2016 Fiscal Year Annual Research Report
Autophagic failure of smooth muscle cells
Publicly Offered Research
Project Area | Multidisciplinary research on autophagy: from molecular mechanisms to disease states |
Project/Area Number |
16H01205
|
Research Institution | Juntendo University |
Principal Investigator |
綿田 裕孝 順天堂大学, 医学部, 教授 (60343480)
|
Project Period (FY) |
2016-04-01 – 2018-03-31
|
Keywords | オートファジー / 平滑筋細胞 / 動脈硬化 |
Outline of Annual Research Achievements |
我々はこれまで、SM22αCreマウスとATG7f/fマウスを交配させることにより、平滑筋特異的Atg7欠損マウスを作成し、そのマウスと、動脈硬化のモデルマウスであるApoE欠損マウスとを交配することにより、平滑筋特異的ATG7欠損・ApoE欠損マウス(以下ATG7ApoEKO)を作製した。このマウスとコントロールApoE欠損マウス(以下ApoEKO)を比較することで、動脈硬化の進展過程における血管平滑筋細胞のオートファジーの役割を検討してきた。その結果、ATG7ApoEKO由来の平滑筋細胞では、酸化ストレス誘導性の細胞死が増加すること、および、動脈硬化層の拡大とともに、動脈瘤の形成、動脈解離が認められ、死亡率が増加することが明らかとした。
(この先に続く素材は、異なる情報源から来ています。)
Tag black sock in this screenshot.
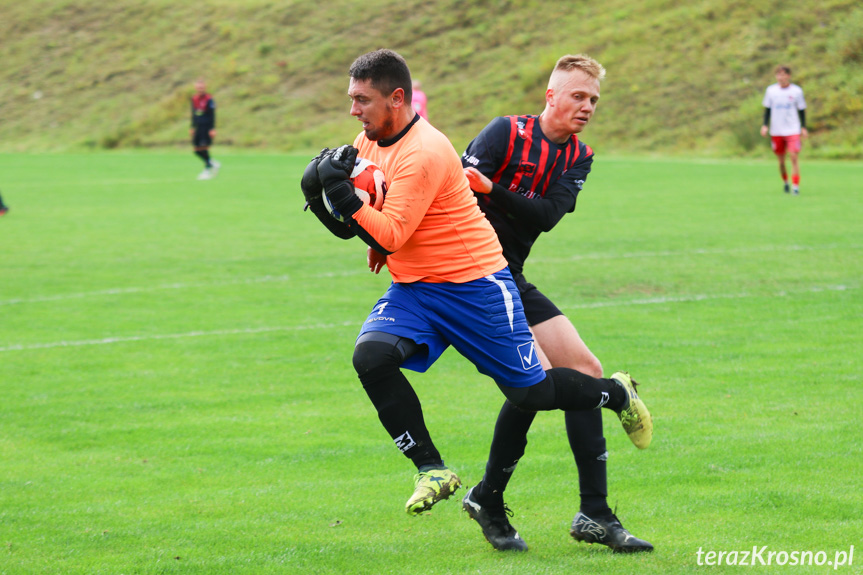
[474,401,536,505]
[354,342,443,469]
[566,409,611,517]
[497,367,628,412]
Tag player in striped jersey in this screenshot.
[300,50,653,528]
[462,55,653,552]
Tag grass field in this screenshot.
[0,150,863,575]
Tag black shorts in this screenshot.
[513,274,563,326]
[192,126,213,148]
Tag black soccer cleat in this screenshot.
[569,511,653,553]
[461,487,527,551]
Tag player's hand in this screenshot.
[318,145,359,189]
[366,248,387,274]
[464,168,491,194]
[318,146,363,217]
[300,148,330,207]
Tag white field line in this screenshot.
[530,244,861,263]
[560,285,860,309]
[0,270,369,306]
[5,244,861,307]
[0,285,860,353]
[0,318,362,352]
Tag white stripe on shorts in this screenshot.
[485,276,515,331]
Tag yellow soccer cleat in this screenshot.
[405,467,461,515]
[611,371,653,449]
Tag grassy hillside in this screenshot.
[0,0,863,157]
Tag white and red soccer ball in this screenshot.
[323,158,387,222]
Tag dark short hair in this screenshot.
[349,49,413,104]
また、動脈硬化巣の組織像がヒトのそれに極めて類似していることを明らかにした 既報では、ATG7KO平滑筋細胞ではApoptosisが抑制され、Senescenceの亢進が認められることが報告されている。本検討ではApoptosisに関しては、全く異なる結果であるが、Senescenceの亢進に関しては再現性が認められたため、おそらくヒトの動脈硬化組織像との類似性はautophagy不全が平滑筋に老化で認められる現象と同様な現象を引き起こすことにより認められた現象である可能性があると考えられた。 これまで、動脈瘤に関しては、アンギオテンシンII (AngII)の持続投与以外の手法でマウスにおいて動脈瘤、および動脈解離が認められたモデルマウスはないため、平成28年度は、本来であれば、これらの実験結果をもとにメカニズムの検討及び、本モデルにAngII持続投与することで、動脈瘤解離の進展が認められるか否か等の検討をしようとしたが、これまでの結果を論文投稿したところ、追加実験を余儀なくされ、それに時間がかかり、計画した検討が思う通り進められなかった(Autophagy in revise)。
|
Current Status of Research Progress |
Current Status of Research Progress
3: Progress in research has been slightly delayed.
Reason
上述した通り、論文提出し、査読者の指摘に応える実験追加を余儀なくされ、計画通りに新規実験が進まなかった。
|
Strategy for Future Research Activity |
本年度早期に、論文再投稿の予定でありそれに伴い、計画した以下の実験を優先して検討を進める予定としている。 ATG7ApoEKOでは動脈硬化の進展と一部大動脈瘤の形成が認められた。現在、動脈瘤の進展機序は十分解明されておらず、また、有効な薬物療法は、確立されていない。そのような中、これまでで唯一ヒトの動脈瘤形成に近いモデルが、AngII誘導性大動脈瘤モデルである。そこでこのモデルに平滑筋細胞のオートファジーが関与している可能性を考え、GFP-LC3Tgマウスに浸透圧ポンプを用い、皮下よりAngII 1,000ng/kg/minを4週間持続投与する。試験中、体重測定や血圧測定などを行ったのち、大動脈の起始部から総腸骨動脈分岐部までの全動脈を抽出し、血管平滑筋細胞のオートファジー状態を観察する。もしも、大動脈瘤形成とオートファジーとの相関が認められた場合には、AngII誘導性大動脈瘤モデルにmTOR阻害薬であるrapamycinを投与し、オートファジーを誘導させた場合に、動脈瘤の発症を抑制できるかを検討する。既報ではラットの平滑筋細胞においてAngIIによりオートファジーが誘導されることが示されているが(Yu, KY et al. Basic research Cardiology 2014)、In vivo において、AngII負荷により、オートファジー不全が認められる可能性もあると考えている。その場合には、培養平滑筋細胞を用いてAngIIがオートファジーフラックスや、長寿命タンパクのタンパク分解に及ぼす効果に関して検討を行う。